Fwemba
- Native name: Gule wa Fwemba
- Etymology: Dance as if a warrior
- Genre: Traditional dance
- Instrument(s): Drums, etc
- Inventor: Tumbuka people
- Year: c.1925 AD
- Origin: Eastern Zambia
- Related dances: Vimbuza, Mganda, Mapenenga

= Fwemba =

Traditional Tumbuka dance of protest and celebration

Fwemba is a ritualistic and expressive dance performed by the Tumbuka people in Eastern Zambia, particularly in districts such as Lundazi, Chasefu, and Lumezi, as well as Chama in Muchinga Province. The dance features energetic and martial movements that convey both community celebration and resistance.
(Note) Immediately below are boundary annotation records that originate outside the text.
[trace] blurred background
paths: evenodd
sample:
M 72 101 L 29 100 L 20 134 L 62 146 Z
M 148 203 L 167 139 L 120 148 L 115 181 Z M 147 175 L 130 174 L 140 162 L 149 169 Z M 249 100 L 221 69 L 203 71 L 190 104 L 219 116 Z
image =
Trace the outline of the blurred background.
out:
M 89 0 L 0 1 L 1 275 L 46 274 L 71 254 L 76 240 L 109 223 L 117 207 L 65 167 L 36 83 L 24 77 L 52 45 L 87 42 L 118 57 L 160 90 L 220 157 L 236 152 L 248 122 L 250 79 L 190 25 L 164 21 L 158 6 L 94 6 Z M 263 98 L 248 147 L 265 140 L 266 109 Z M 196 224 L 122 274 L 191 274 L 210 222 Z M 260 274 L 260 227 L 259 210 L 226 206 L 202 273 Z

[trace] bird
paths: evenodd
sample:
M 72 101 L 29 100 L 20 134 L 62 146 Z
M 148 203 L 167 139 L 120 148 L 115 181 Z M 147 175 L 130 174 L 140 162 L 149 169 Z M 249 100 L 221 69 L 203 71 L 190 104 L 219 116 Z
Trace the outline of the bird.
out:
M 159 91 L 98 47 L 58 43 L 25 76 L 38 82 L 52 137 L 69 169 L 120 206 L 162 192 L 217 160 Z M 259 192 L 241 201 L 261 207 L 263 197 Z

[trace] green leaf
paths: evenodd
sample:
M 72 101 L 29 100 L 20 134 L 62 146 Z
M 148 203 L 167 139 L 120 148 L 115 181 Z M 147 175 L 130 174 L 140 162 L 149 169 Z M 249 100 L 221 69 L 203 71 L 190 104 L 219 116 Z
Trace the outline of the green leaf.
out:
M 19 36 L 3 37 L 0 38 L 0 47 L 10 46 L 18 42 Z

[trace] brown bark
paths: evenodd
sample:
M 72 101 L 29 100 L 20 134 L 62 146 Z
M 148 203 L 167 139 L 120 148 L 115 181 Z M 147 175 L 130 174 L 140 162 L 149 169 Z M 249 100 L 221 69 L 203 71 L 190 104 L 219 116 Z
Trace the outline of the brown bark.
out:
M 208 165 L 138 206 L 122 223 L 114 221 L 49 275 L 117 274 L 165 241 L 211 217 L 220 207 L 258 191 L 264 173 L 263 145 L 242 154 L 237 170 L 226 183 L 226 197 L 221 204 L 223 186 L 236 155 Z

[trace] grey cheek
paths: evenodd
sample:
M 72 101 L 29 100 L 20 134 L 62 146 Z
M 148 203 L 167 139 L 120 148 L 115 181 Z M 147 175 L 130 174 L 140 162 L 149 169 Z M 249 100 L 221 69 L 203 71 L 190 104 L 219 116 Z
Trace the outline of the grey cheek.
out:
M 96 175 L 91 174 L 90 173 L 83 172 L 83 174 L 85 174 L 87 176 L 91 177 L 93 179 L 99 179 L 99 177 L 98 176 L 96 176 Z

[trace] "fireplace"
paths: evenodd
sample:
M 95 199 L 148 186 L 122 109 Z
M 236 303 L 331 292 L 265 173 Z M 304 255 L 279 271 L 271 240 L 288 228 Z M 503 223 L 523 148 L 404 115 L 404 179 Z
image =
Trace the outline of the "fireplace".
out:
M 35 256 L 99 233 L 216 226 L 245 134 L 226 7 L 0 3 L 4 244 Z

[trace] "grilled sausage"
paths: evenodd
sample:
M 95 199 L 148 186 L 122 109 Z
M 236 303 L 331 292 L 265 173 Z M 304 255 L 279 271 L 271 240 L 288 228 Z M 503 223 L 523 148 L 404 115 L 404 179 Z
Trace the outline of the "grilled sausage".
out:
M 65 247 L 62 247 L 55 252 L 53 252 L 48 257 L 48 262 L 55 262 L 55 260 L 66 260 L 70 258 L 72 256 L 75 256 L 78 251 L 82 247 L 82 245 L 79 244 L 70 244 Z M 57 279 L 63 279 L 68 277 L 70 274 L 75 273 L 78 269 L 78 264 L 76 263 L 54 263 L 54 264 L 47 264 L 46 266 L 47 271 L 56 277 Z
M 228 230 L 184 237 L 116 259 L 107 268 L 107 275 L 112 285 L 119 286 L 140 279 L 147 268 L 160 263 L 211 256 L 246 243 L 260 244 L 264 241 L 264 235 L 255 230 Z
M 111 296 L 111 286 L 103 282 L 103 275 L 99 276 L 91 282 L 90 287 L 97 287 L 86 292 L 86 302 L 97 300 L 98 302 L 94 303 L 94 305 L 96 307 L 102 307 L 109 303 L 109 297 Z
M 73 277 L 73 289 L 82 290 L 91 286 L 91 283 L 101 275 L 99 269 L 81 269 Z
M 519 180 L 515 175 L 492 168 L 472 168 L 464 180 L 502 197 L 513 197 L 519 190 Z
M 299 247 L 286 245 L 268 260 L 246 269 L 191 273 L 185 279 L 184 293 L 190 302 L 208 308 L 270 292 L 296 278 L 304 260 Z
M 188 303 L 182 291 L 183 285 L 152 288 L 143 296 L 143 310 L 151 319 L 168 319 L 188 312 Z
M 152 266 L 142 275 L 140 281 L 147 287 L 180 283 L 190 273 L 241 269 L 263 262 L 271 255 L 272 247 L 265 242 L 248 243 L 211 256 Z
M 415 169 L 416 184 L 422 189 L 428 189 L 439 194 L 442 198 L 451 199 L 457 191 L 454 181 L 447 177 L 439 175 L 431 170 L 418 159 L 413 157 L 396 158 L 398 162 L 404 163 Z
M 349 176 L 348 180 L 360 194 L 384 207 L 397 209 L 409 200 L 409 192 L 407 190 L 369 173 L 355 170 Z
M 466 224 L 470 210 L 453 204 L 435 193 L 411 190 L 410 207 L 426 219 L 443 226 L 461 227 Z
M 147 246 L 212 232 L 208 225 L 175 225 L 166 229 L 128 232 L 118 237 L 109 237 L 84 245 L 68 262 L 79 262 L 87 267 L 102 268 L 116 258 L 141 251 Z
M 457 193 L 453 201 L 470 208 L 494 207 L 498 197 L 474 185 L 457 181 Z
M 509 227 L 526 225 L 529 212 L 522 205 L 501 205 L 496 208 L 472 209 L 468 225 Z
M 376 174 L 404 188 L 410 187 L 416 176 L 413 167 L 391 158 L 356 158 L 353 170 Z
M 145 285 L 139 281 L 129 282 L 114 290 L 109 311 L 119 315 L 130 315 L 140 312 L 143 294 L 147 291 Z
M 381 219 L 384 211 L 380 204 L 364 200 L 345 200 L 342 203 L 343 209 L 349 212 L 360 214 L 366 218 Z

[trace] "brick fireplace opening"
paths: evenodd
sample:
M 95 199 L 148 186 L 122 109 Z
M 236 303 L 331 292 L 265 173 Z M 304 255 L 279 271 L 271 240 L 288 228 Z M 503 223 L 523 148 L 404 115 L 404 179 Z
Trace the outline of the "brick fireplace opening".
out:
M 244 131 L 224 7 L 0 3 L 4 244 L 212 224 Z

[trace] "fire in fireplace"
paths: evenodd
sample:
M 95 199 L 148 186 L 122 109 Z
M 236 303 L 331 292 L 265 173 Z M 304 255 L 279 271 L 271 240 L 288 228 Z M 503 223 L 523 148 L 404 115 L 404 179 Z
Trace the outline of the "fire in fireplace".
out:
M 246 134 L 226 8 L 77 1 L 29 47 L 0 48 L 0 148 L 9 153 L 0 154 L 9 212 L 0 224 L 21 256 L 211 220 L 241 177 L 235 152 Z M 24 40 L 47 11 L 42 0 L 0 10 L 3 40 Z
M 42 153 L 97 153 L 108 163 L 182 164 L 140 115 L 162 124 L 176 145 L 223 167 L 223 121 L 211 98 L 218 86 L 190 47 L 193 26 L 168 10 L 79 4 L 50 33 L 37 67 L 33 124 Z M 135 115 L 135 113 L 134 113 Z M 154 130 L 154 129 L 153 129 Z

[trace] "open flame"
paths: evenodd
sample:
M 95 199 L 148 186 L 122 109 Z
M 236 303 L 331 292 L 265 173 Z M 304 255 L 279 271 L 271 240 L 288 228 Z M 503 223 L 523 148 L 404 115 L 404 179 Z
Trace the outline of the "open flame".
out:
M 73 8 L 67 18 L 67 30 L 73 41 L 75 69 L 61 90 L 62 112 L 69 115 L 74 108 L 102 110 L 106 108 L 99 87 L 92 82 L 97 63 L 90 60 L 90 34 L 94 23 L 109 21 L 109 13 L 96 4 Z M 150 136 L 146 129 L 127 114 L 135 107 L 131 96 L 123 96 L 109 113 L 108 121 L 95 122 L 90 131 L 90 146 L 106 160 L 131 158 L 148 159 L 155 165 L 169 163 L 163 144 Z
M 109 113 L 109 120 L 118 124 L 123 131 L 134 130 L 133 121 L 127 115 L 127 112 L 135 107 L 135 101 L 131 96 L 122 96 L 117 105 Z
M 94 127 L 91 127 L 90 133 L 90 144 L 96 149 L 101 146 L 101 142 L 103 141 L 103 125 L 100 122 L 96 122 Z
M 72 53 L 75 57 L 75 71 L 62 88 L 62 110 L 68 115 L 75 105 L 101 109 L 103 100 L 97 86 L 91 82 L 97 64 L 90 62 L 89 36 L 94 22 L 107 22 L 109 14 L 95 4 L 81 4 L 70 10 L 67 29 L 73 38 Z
The Chitumbuka word term Fwemba is tied to its dual role as both a victory dance and a form of protest.

== History ==
Fwemba originated as a martial dance performed by Tumbuka warriors upon returning from victorious battles, allowing them to publicly display their physical tactics and communal triumph. During the colonial period, it evolved into a form of protest against oppression, giving voice to collective dissent and cultural pride.

The dance is part of the broader category of militaristic mimes, sharing origins with Mganda, Malipenga, and Kalela, performances that emerged during the colonial era and world wars as both entertainment and subtle socio-political commentary. Fwemba in particular served as a medium for celebration, raising awareness of colonial injustices.

== Cultural significance and contemporary performance ==
Fwemba continues to be performed at weddings, festivals, chiefly gatherings, and community celebrations, preserving Tumbuka cultural identity. Its martial origin and protest symbolism remain culturally, enabling modern Tumbuka communities to honor ancestral heritage and assert social values.